Dr Andrew Halladay

Dr Andrew Halladay

Assistant Professor

Department of International History

Room No
SAR.M.10
Office Hours
TBC
Languages
Bengali, English, Hindi, Marathi, Persian, Sanskrit, Urdu
Key Expertise
Modern South Asia, Cultural History, Imperialism and Empire

About me

Andrew is a historian of modern South Asia and its relationships with the wider world. Combining methods of cultural and political history, his research interrogates shifts in Indian identity during the colonial period and has been or will soon be published in venues like The Historical Journal and Modern Asian Studies.

Unifying his work is the idea that popular symbols can reveal histories of everyday Indians. Illustrative of this principle is his first book project, A Distant Throne: The British Sovereign in the Mirror of Indian Nationalism, 1919–36, which considers how Indians across the social spectrum creatively repurposed the figure of the British monarch to forward their own political propositions. His articles on the Esperanto movement in India and the (post)colonial afterlife of the warrior king Shivaji (r. 1674–80) similarly demonstrate how public institutions and figures emerged as critical sites for mobilization during the nationalist period.

Awarded the Fulbright-Nehru Fellowship and the Metcalf Fellowship in Indian History, Andrew holds a joint PhD in History and South Asian Languages and Civilizations from the University of Chicago and a master’s degree in theological studies from Harvard Divinity School, where he specialized in the traditions of Islam. Prior to joining LSE, he held a postdoctoral fellowship at Johns Hopkins University. Topics for his current and future projects include the role of the 1857 Mutiny in shaping British tourism in India, the afterlife of Buddhist relics discovered in modern-day Pakistan, the experience of the Indian film pioneer Himansu Rai in the German film industry, and the imprisonment of so-called suspicious foreigners in Bombay during the First World War.

Expertise Details

South Asia in the Modern World; Cultural Memory; The Legacy of the Mughal and Maratha Empires; the Politics of Language; The British Monarchy in India

Publications

  • ‘The Many Swords of Shivaji: Searching for a Weapon, Finding a Nation.’ Modern Asian Studies 58, no. 1 (January 2024): 244–94.

  • ‘A Community of Hope: Liminality, Belonging, and the Early Esperanto Movement in India.’ Forthcoming in The Historical Journal.

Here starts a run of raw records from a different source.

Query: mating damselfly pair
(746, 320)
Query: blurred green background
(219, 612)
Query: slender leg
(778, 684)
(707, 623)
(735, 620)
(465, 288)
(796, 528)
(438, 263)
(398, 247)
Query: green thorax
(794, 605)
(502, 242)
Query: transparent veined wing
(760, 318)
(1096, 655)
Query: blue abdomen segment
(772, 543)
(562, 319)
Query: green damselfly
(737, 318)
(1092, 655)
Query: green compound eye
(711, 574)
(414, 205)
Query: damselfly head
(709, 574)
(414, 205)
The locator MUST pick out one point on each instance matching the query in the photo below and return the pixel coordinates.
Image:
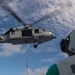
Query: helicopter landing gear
(35, 45)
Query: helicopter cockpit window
(36, 30)
(43, 29)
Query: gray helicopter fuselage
(24, 36)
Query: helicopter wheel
(35, 46)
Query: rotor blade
(5, 6)
(42, 19)
(61, 8)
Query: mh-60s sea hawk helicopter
(26, 34)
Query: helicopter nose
(52, 35)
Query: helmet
(68, 43)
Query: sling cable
(27, 67)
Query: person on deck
(67, 66)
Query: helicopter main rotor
(6, 6)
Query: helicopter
(26, 34)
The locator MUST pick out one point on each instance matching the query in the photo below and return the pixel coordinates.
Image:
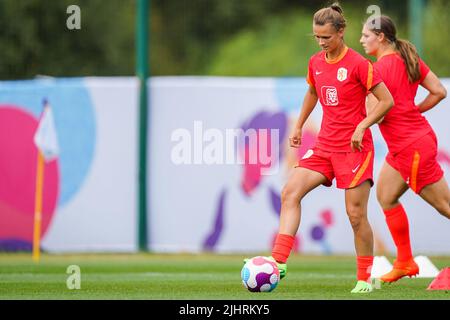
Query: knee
(290, 196)
(385, 199)
(355, 215)
(444, 209)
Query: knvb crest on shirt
(342, 74)
(329, 96)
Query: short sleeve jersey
(342, 85)
(404, 123)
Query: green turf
(205, 276)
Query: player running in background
(411, 161)
(340, 78)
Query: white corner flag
(45, 137)
(47, 145)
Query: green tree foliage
(189, 37)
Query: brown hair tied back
(332, 14)
(406, 49)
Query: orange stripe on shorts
(414, 170)
(361, 170)
(370, 77)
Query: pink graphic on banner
(18, 180)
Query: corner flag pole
(45, 139)
(142, 73)
(38, 206)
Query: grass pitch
(192, 277)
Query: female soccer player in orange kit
(340, 78)
(411, 161)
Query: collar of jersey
(339, 58)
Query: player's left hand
(356, 142)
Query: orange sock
(364, 265)
(282, 247)
(397, 221)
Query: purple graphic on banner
(252, 171)
(212, 239)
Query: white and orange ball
(260, 274)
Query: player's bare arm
(437, 92)
(384, 104)
(309, 103)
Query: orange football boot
(401, 269)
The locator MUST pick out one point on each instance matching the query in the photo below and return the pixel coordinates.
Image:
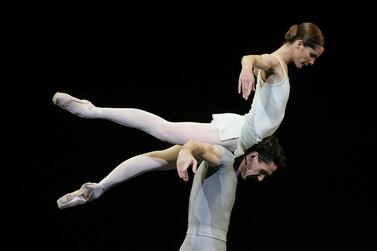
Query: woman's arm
(196, 149)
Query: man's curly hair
(269, 149)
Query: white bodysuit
(265, 116)
(211, 202)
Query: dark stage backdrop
(185, 68)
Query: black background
(183, 64)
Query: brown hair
(309, 33)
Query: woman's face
(305, 55)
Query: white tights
(176, 133)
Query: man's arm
(196, 149)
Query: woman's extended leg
(171, 132)
(157, 160)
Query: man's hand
(246, 82)
(184, 161)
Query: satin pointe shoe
(78, 197)
(80, 107)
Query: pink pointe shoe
(79, 107)
(87, 192)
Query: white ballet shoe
(87, 192)
(80, 107)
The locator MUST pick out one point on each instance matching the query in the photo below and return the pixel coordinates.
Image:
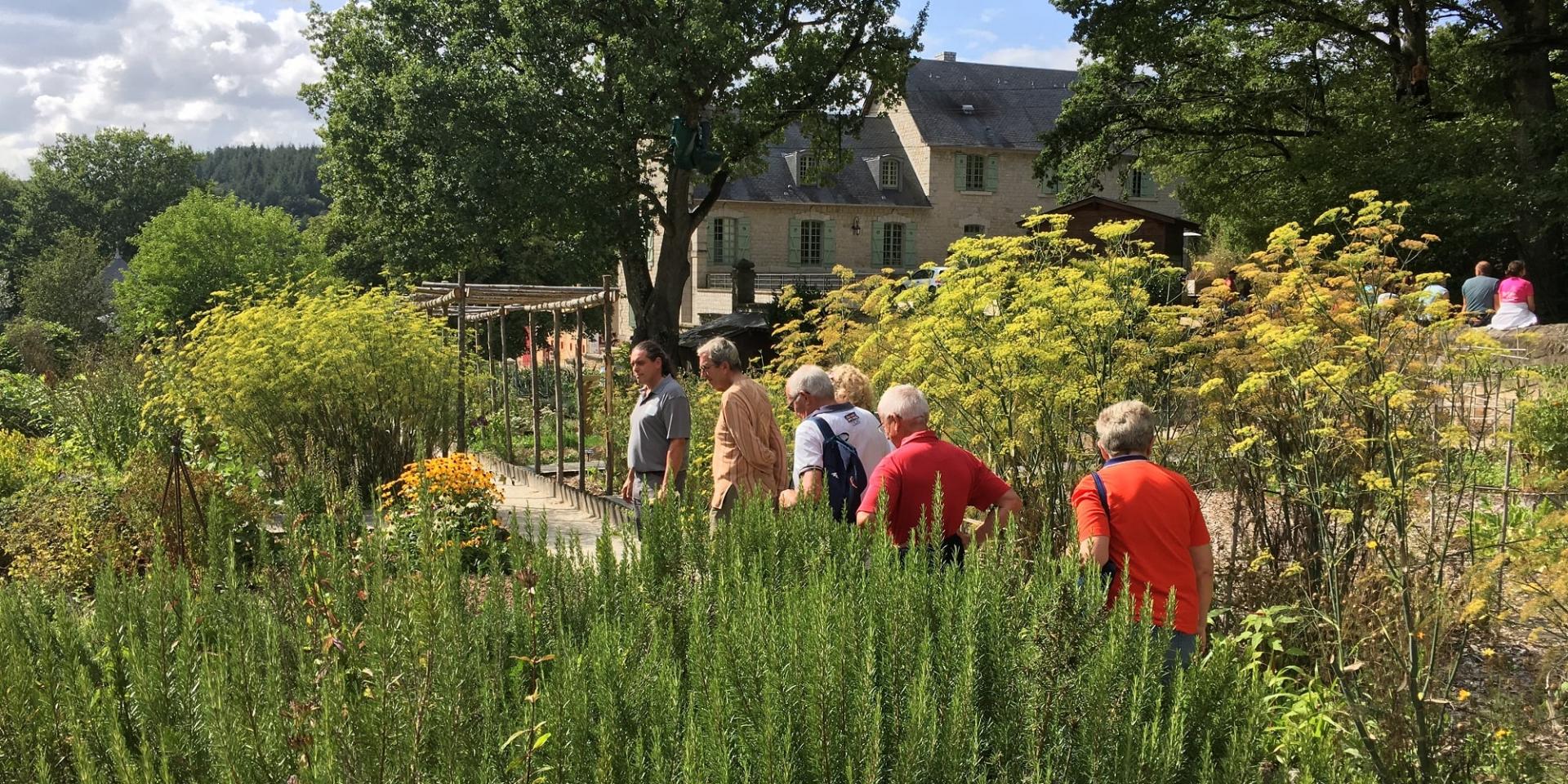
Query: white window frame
(891, 253)
(1142, 185)
(889, 175)
(813, 248)
(722, 242)
(806, 165)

  • ‘“India Has Utterly Changed”: Shivaji and Modernity in a Colonial Sanskrit Novel.’ The Life of Contemporary Sanskrit: Dialogues between Tradition and Modernity. Edited by Laurie Patton and Charles Preston. In Vol. 9 in Dialogues in South Asian Traditions. Edited by Laurie Patton, Brian Black, and Chakravarthi Ram-Prasad. London: Routledge, forthcoming 2025.

  • A Distant Throne: The British Sovereign in the Mirror of Indian Nationalism, 1919–36 (first monograph project).

Teaching

Awards

  • American Institute of Indian Studies Junior Fellowship: Metcalf Fellowship in Indian History (declined due to the Covid pandemic).

  • Fulbright-Nehru Fellowship:  Delhi and Pune, India: 2019–2020.